El Misterio del Ayaymama

Ayaymama
En la región del Napo, un río que se adentra en la selva antes de desembocar en el Amazonas, se encontraba la tribu Secoya liderada por el cacique Coranke. Al igual que todos los indígenas de la zona, Coranke vivía en una cabaña construida con tallos de palmera y techada con hojas de la misma planta. En ese hogar, residía con su esposa llamada Nara y su hija.

Coranke, era un hombre fuerte y valiente que siempre se adentraba en las profundidades del bosque, dedicándose a las labores de caza y guerra. En cada lugar donde fijaba su mirada, Coranke clavaba su flecha y manejaba con inigualable potencia su garrote de madera, tan resistente como la piedra. Patos silvestres, tapires y venados caían con el cuerpo atravesado, y más de un jaguar que intentó sorprenderlo rodó por el suelo con el cráneo aplastado por un mazazo. Los indígenas enemigos preferían huir ante él.

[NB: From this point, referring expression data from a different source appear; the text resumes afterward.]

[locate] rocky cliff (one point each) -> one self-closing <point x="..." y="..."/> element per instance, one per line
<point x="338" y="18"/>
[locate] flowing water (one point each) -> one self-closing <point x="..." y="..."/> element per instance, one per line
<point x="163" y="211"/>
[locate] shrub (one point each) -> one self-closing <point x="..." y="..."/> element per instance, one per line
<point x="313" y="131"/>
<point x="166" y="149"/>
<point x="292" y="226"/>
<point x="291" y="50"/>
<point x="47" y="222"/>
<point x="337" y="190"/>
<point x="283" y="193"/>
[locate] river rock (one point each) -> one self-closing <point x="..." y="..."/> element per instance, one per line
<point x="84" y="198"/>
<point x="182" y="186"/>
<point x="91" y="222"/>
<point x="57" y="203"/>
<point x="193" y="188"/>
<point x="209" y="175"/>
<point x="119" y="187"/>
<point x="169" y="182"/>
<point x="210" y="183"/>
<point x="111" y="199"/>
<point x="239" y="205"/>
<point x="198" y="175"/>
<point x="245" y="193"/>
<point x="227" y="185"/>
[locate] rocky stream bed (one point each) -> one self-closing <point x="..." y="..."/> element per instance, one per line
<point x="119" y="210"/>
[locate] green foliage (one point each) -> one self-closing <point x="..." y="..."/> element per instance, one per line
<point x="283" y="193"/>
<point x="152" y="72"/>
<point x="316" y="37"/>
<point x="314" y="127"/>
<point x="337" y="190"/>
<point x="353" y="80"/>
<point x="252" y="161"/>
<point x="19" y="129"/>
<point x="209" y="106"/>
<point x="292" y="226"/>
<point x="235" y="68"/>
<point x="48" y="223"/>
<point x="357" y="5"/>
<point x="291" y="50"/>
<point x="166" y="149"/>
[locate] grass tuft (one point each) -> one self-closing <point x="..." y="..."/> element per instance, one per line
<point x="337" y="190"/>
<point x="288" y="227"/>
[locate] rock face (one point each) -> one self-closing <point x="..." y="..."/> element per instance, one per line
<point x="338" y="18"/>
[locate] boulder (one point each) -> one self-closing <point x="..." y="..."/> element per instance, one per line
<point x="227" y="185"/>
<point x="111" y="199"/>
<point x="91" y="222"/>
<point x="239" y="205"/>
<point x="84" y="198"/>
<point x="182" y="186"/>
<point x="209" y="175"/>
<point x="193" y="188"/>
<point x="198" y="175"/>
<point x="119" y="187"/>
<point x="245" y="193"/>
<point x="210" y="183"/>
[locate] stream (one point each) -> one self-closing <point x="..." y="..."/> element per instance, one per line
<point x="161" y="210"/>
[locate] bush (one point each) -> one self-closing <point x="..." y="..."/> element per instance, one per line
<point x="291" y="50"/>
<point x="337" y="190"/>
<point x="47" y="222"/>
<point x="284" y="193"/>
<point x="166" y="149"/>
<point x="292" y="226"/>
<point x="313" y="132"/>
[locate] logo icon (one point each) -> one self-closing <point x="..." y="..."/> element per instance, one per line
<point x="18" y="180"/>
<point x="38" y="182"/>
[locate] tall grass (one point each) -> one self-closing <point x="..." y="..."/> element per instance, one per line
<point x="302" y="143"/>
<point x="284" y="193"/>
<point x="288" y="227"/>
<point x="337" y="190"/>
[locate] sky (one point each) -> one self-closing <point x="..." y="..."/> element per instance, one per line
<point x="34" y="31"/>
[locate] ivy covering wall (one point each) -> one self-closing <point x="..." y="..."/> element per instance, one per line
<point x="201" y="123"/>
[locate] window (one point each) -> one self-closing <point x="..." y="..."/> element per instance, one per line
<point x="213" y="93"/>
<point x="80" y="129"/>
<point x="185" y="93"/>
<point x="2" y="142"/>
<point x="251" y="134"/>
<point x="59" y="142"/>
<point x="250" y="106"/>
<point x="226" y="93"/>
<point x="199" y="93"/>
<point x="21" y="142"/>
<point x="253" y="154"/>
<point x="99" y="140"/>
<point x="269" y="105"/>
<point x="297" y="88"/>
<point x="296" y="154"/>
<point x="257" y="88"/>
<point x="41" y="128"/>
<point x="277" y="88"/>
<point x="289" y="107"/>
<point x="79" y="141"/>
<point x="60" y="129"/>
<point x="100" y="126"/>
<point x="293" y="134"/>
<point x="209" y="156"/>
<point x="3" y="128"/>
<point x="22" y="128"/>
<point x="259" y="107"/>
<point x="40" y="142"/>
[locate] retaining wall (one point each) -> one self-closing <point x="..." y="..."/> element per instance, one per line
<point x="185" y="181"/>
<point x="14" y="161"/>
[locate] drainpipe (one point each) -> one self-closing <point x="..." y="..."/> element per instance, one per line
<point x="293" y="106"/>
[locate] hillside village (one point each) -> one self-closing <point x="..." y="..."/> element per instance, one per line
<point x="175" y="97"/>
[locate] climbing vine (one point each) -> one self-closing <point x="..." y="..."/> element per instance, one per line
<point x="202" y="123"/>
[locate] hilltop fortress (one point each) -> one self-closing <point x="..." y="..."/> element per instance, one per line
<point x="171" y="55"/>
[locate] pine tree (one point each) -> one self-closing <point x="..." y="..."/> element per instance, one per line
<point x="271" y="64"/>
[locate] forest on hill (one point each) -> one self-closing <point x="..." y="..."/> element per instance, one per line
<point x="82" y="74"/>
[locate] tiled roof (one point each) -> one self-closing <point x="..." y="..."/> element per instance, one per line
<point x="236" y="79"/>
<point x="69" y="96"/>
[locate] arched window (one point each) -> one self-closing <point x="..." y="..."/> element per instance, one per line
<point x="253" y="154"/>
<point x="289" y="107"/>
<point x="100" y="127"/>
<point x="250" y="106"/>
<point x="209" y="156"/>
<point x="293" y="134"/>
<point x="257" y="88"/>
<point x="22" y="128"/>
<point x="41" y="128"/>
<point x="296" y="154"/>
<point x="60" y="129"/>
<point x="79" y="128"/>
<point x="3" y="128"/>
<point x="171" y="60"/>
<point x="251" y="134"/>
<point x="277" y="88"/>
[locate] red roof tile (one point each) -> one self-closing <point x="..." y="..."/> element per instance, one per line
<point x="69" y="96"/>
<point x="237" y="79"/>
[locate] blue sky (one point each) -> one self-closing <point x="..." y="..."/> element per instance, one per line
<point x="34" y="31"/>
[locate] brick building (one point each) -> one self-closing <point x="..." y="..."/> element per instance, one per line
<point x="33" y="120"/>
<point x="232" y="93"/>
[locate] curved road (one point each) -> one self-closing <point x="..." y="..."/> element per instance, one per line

Nara poseía una belleza tan cautivadora como la valentía de Coranke. Sus ojos reflejaban la profundidad de los ríos, su boca resplandecía con el rojo encendido de los frutos maduros, su cabellera ostentaba la negrura del ala del paujil, y su piel tenía la suavidad de la madera de cedro. Además de su gracia, Nara también destacaba por sus habilidades prácticas: confeccionaba túnicas y mantas de hilo de algodón, tejía hamacas con la fibra elástica de la palmera shambira, modelaba ollas y cántaros de arcilla, y cultivaba una chacra cercana a su cabaña donde prosperaban el maíz, la yuca y el plátano.

La hijita, aún muy pequeña, crecía con la robustez de Coranke y la belleza de Nara, pareciendo una hermosa flor en la selva.

Sin embargo, el Chullachaqui decidió entrometerse en sus vidas. Este ser es el genio malévolo de la selva, con una apariencia humana, pero con la peculiaridad de tener un pie humano y otra pata de cabra o venado. No existe un ser más perverso. Es la amenaza tanto para los indígenas como para los trabajadores blancos que se aventuran en el bosque para actividades como cortar caoba o cedro, cazar lagartos y anacondas para aprovechar sus pieles, o extraer caucho de los árboles correspondientes.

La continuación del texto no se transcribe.